4.7 Cara Analisis Data

4.7.1 Univariat

Analisa univariat digunakan untuk mengidentifikasi dukungan

keluarga dengan kategori kurang, cukup dan baik. Selain itu untuk

mengidentifikasi respon emosional pada lansia dengan kategori sangat

kuat (setuju), netral, sangat kuat (tidak setuju). Setiap variabel dari

variabel bebas (dukungan keluarga) dan variabel terikat (respon

emosional) akan dicantumkan dalam bentuk distribusi frekuensi.

4.7.2 Bivariat

Analisa data bivariat digunakan untuk menganallisis hubungan

kedua variabel. Jenis analisis yang digunakan adalah korelasi. Hasil

pengukuran dalam penelitian ini adalah dalam skala ordinal dan skala

ordinal, sehingga untuk menganilisis hubungan dukungan keluarga

terhadap respon emosional pada lansia dengan Sindrom Diogenes

dilakukan analisa statistik dengan uji Spearman Rank Test dengan α =

0,05 menggunakan komputerisasi. Jika diperoleh p <0,05 artinya H0


ditolak yang artinya ada hubungan dukungan keluarga terhadap respon

emosional pada lansia dengan Sindrom Diogenes.

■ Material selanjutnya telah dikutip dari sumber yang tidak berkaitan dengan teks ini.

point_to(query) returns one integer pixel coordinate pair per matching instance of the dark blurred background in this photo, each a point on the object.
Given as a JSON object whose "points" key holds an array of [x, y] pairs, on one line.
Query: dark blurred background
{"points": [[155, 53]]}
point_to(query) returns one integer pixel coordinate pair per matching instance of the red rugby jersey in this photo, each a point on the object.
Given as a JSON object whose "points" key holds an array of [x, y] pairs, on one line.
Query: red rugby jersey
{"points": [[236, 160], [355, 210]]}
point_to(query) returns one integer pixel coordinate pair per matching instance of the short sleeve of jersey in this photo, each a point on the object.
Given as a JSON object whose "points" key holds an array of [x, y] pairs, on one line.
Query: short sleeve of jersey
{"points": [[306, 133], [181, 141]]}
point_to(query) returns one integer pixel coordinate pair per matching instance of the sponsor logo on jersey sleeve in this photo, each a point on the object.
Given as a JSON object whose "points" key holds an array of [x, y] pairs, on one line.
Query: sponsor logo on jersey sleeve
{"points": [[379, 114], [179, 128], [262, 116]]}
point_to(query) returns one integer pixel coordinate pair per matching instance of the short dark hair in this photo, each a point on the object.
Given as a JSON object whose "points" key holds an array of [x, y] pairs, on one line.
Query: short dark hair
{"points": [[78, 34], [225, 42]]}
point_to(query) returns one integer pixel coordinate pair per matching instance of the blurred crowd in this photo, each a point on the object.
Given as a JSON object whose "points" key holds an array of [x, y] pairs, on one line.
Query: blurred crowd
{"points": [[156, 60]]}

4.8 Kerangka Operasional/Kerja

Menentukan lansia dengan Sindrom


Diogenes menggunakan lembar
observasi

Menentukan sampel yang sesuai


dengan kriteria inklusi

Memberikan kuisioner
kepada semua sampel

Menggumpulkan hasil dari


pengisian kuisioner

Melakukan pengolahan data dan


analisis data

Penyajian data dan penulisahan hasil


penelitian

Gambar 4.8 Kerangka Operasional Penelitian Hubungan Dukungan Keluarga


Terhadap Respon Emosional Pada Lansia dengan Sindrom
Diogenes.
4.9 Etika Penelitian

Dalam proses melakukan penelitian sebagai peneliti haru memperhatikan

etika dalam penelitian antara lain :

4.9.1 Menghargai Harkat dan Martabat (Respect For Persons)

Responden akan diberikan lembar persetujuan setelah diberikan

penjelasan terlebih dulu untuk menjadi responden dalam penelitian

tanpa adanya paksaan atau tekanan dan responden berhak untuk

menyetujui lembar persetujuan yang diberikan atau tidak.

4.9.2 Kebaikan (Beneficence)

Penelitian ini dilakukan untuk memcahkan suatu masalah yang

nantinya hasil dari penelitian ini dapat bermanfaat bagi semua orang

khususnya pada subjek dalam penelitian ini.